Theodor Tagger, de padre judío y madre francesa inicia su carrera con el seudónimo de Ferdinand Bruckner. Nacido en Sofía, considerado como austríaco, emigró a París en 1933. Els criminals (Die verbrecher) se estrenó en Barcelona en el Teatro Romea en 1931 con traducción catalana de Josep Millàs-Raurell. En 2009 se representó en el Lliure otra obra de Bruckner, La malaltia (El mal de la juventud), montaje de Les Antonietes y dirigida por Juan Carlos Martel.
Bruckner, coetáneo de Beckett, fue considerado un renovador del teatro: desde el punto de vista escénico por sus escenarios simultáneos y, desde el punto de vista psicológico, por el tratamiento de unos personajes realistas. Los criminales significó una gran renovación formal por el tratamiento original de la técnica del montaje escénico.
Y es esto lo que más llama la atención de la obra: el montaje. La escenografía de Laura Clos se levanta directamente sobre siete espacios de una casa de tres pisos. Son los escenarios simultáneos, sello de Bruckner. Las acciones se van desarrollando paralelamente abriendo y cerrando la luz de cada escena sin que exista una situación de nexo entre ellas. Uno de los espacios va destinado a los músicos que son el hilo de unión de los tres actos: Jordi Cornudella en el piano, Jordi Santanach en el clarinete/saxofón y Dick Them en el contrabajo.
En una Alemania entre guerras con graves dificultades económicas, el crecimiento del sentimiento nacional y de la derecha nazi parecía inevitable. En Los Criminales, los personajes viven en una miseria que intentan esconder, sobrevivir cómo pueden refugiándose en la pasión, el sexo o lo que ellos creen que es amor. Todos ellos son caricaturas de la desgracia. La idea del suicidio sobrevuela por encima de ellos como una posible salida a su sufrimiento. El miedo también está presente, el miedo al rechazo de una identidad sexual no aceptada, el miedo a no poder hacerse cargo de un hijo, el miedo a que se descubra la ruina, el miedo al abandono. El dinero es el tema de fondo de todas las escenas y la causa principal de los delitos cometidos. Bruckner nos intenta decir que los delitos que se cometen son por desesperación y que aquellos que los cometen no son criminales. Con dificultades económicas, rechazo social o abandono, todos podemos ser delincuentes.

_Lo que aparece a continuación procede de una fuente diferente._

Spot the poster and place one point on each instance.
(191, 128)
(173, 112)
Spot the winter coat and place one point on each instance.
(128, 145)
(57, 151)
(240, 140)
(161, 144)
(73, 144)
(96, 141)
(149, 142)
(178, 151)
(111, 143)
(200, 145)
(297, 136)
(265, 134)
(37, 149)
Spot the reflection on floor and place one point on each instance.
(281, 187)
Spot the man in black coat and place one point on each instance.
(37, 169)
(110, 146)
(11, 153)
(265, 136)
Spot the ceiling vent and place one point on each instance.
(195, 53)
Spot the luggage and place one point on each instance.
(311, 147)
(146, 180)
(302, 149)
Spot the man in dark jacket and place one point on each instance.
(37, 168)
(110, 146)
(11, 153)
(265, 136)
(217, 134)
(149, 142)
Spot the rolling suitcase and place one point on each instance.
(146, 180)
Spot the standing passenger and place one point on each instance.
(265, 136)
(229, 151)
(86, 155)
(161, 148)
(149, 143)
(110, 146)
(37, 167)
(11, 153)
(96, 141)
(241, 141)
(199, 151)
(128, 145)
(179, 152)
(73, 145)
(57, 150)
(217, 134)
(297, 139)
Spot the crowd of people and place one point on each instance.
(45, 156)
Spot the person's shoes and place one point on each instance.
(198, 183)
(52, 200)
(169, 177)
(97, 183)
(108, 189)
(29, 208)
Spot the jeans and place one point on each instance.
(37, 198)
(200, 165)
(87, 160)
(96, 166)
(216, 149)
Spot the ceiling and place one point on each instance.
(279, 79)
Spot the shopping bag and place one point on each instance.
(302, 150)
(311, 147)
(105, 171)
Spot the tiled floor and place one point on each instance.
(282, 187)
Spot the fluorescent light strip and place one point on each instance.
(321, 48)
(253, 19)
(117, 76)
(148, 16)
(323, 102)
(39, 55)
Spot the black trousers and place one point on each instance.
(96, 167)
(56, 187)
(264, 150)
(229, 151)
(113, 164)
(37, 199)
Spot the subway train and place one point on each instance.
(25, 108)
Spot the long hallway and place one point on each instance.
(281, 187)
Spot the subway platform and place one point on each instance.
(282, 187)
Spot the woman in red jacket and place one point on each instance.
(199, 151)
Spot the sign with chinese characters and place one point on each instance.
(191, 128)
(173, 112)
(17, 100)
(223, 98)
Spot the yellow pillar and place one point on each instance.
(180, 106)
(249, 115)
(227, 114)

El juicio, escena central de la obra, es donde el director empieza a permitirse licencias que culminan en la tercera parte. La dramaturgia de Jordi Prat i Coll solicita la participación del público con el que llena la Sala del Juzgado y da realismo a la obra. Para quitar tensión al juicio, el director introduce aspectos cómicos que incluso son grotescos.
El diálogo entre el presidente del tribunal y la defensa resume el sentido de la obra. “¿Dónde está la relación entre delito y condena si la interpretación de la ley puede dar resultados tan distintos? ¿Cuál es la esencia del derecho?” Los tribunales imparten una justicia rígida que han escrito los legisladores pero deshumanizada. Este discurso serio contrasta con el tono burlesco y satírico de todo el juicio.
La tercera parte de la obra es la que más se aleja de la puesta en escena original. Se pone de relieve la faceta trágica de Bruckner y un futuro que dibuja incierto y angustioso.
Cabe destacar también el trabajo de todos los intérpretes, que asumen las propuestas arriesgadas del director y se las hacen propias, jugando a tensar la cuerda cuando es necesario, sin miedo a la extravagancia y al absurdo.
El teatro público tiene la obligación de llevar a nuestras escenas autores de nuestro país, autores de países cuyo teatro es absolutamente desconocido por nosotros como ha hecho este año Carme Portacelli con el teatro Libanés y también de rescatar del olvido autores como Ferdinand Bruckner, muy popular en su época pero muy poco conocido en nuestro país.
El teatro público tiene también la obligación de contratar a directores innovadores, rompedores, transgresores, con propuestas valientes y sorprendentes como ésta.